A hydraulic leveling system makes selecting an appropriate parking site for the camper easier and faster as it reduces the effects of uneven ground (keep in mind that the hydraulic jacks usually raise any affected low corners).

Note that when it comes to getting it level, units with hydraulic leveling systems are the most straightforward to level- for the most part, all you have to do is simply press a button on the leveling system’s control pad and voila!.

If unsure, consult your leveling system operation’s guide and follow the typically easy-peasy instructions to level your camper easily and quickly.

The guide also contains useful technical information, additional precautions, and instructions on how to level such a pull behind camper manually if the system fails.

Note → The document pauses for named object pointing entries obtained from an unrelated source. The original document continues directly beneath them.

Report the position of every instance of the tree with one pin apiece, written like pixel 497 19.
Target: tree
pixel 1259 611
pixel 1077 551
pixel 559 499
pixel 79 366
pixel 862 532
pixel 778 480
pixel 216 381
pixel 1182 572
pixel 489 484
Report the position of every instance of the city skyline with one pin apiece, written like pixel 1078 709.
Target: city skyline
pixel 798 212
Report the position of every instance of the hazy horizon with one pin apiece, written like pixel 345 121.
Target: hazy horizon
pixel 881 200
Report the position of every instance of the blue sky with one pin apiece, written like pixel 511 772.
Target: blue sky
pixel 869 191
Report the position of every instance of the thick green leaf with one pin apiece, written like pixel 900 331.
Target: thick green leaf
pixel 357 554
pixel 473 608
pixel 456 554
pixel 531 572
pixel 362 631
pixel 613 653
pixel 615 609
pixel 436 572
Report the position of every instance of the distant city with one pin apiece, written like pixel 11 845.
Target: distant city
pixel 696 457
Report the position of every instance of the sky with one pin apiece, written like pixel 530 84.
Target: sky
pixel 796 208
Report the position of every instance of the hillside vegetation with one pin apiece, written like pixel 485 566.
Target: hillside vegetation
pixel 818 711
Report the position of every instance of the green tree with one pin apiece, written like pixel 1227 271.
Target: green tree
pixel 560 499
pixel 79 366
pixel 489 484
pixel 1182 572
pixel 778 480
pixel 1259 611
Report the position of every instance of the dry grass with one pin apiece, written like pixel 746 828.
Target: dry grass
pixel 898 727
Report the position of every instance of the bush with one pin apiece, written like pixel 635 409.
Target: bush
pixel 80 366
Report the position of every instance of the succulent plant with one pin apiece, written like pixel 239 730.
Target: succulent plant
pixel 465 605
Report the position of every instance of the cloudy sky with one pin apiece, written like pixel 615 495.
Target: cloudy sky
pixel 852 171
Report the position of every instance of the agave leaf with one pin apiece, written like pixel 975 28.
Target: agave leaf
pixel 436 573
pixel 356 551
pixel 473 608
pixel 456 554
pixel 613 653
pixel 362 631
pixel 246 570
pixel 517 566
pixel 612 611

How to level a pull behind camper – Useful tips/warnings

Never use stabilizing jacks to level or lift the camper

  • Never use jacks to lift your camper- stabilizing jacks are designed to be used to balance the camper and not bear weight.
  • Keep your loved one clear of the camper while leveling it- you can never be certain that an accident won’t occur.
  • Do not use leveling blocks on icy/slick surfaces because they can slip easily making it more difficult for you to drive the tires up onto them.

Wrapping it up

When you have planned to stay in the same area for several days/weeks/months, you want your camper to be as even and stable as possible.

Follow the steps above to level your camper once at the site if you found a correction necessary after assessing the ground.

Spending those extra few minutes as part of site setup is more than worthwhile!